Etnofitoterapia Quilombola como resistência de um Brasil Profundo
Eu cunhei o termo Etnofitoterapia Quilombola para designar o conjunto de práticas de cuidado quilombolas que utilizam plantas com a finalidade de auxiliar as pessoas na recuperação de sua saúde integral. Utilizo o conceito de “Saúde Integral”, pois concebo a saúde humana como sendo mais ampla do que a simples ausência de doenças, pois para mim abrange todos os aspectos do ser humano, tais como o físico, o mental, o emocional, o social, incluindo as dimensões mais sutis, como a energética e a espiritual.
Como Coordenadora do Projeto Protagonismo Quilombola na Luta por Saúde e Direitos Sociais, eu tive a oportunidade de dialogar com atores sociais quilombolas reconhecidos em suas comunidades como rezadeiras, benzedeiras, curandeiros, parteiras e sacerdotes de religiões de matriz africana.
Um dos objetivos deste Projeto foi identificar práticas tradicionais de Cuidado, Promoção da Saúde e Manifestações Culturais. Durante as visitas a comunidades quilombolas de quatro estados do Brasil: Pará; Bahia; Maranhão e Minas Gerais, conversei acompanhada de uma liderança quilombola, com vários desses cuidadores e cuidadoras. Com exceção das parteiras, todos os outros necessariamente utilizam plantas em seus atendimentos de diversas maneiras.
As plantas são utilizadas para banhos, rezas e benzimentos, chás, entre outros, no intuito de recuperar a saúde e o bem-estar daquele que sofre e busca auxílio desse ator social que eu chamo de “Cuidador Tradicional Quilombola”.

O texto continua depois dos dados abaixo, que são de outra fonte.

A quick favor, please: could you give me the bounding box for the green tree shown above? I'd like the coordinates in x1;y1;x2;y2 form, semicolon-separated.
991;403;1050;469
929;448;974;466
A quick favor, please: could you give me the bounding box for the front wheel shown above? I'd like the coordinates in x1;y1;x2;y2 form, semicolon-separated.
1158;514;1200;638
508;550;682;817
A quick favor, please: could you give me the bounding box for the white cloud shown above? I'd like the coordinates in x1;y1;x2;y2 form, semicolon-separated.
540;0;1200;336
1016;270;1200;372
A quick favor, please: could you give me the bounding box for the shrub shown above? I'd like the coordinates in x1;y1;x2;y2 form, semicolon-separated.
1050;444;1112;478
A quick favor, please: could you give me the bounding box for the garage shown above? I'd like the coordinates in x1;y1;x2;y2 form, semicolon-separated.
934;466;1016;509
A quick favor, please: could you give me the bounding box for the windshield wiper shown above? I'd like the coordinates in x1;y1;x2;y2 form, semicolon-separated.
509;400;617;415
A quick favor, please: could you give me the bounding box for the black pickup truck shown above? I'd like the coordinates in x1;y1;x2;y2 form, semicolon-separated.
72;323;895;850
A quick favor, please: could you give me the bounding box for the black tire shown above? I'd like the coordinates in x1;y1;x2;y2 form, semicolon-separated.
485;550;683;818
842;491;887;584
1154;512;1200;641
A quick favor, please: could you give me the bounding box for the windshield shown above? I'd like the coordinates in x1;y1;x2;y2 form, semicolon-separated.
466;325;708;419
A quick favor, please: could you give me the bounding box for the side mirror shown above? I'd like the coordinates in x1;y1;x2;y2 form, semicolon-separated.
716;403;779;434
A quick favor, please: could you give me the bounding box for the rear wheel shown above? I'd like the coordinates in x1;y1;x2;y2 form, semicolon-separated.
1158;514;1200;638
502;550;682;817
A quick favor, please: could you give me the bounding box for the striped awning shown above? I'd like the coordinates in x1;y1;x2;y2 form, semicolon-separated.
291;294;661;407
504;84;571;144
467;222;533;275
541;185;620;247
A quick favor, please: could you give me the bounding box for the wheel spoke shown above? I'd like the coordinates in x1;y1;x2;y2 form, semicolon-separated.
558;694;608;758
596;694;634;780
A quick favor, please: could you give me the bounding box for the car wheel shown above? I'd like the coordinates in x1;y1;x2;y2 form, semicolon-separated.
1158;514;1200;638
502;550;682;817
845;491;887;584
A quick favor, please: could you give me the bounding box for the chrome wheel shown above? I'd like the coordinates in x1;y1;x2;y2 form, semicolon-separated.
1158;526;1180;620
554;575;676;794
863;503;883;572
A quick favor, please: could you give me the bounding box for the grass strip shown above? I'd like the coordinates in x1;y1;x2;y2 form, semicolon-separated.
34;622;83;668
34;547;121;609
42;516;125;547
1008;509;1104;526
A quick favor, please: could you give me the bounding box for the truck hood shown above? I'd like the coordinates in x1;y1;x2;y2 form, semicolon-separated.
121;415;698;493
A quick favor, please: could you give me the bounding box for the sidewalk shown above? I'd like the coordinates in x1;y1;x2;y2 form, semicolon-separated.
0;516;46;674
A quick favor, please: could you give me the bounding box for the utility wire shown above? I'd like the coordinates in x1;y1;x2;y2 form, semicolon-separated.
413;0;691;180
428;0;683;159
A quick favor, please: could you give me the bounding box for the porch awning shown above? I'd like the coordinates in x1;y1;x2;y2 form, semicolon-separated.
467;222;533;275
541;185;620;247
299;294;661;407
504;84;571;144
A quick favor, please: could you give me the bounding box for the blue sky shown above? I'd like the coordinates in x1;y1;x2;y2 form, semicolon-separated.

Essas práticas fazem parte de uma cosmologia muito particular, que por vezes varia por comunidade, estado e região do país. Essa cosmologia é vivenciada com a manutenção de uma harmonia com a natureza, incluindo suas figuras místicas e míticas que povoam o imaginário social rural geral no país e neste caso, especificamente quilombola. Esse conjunto de crenças e modos de lidar com a saúde humana e ambiental, incluem de maneira indissociável a dimensão espiritual na interpretação dos fenômenos cotidianos como o processo saúde-doença e consequentemente expressam-se nas práticas que buscam o reestabelecimento do equilíbrio daqueles que sofrem.
Conhecendo essas comunidades quilombolas, ouvindo os discursos de cuidadores tradicionais e presenciando algumas de suas práticas, eu pude mergulhar em um Brasil mais profundo, onde modernas tendências e modismos urbanos convivem com a manutenção de um modo de vida onde o tempo é diferenciado e a visão da ancestralidade é mais ampliada do que podemos imaginar inicialmente.
Com profundo respeito e gratidão pela existência e generosidade desses cuidadores tradicionais quilombolas, sigo honrando e reverenciando a minha própria ancestralidade, encantada com essa gente e desejosa de contribuir com o meu trabalho para que essas práticas de resistência cultural sejam valorizadas e possam cada vez mais dialogar com outros paradigmas de cuidado, tradicionais e modernos, de forma que todos e todas possamos ter uma vida mais plena e feliz.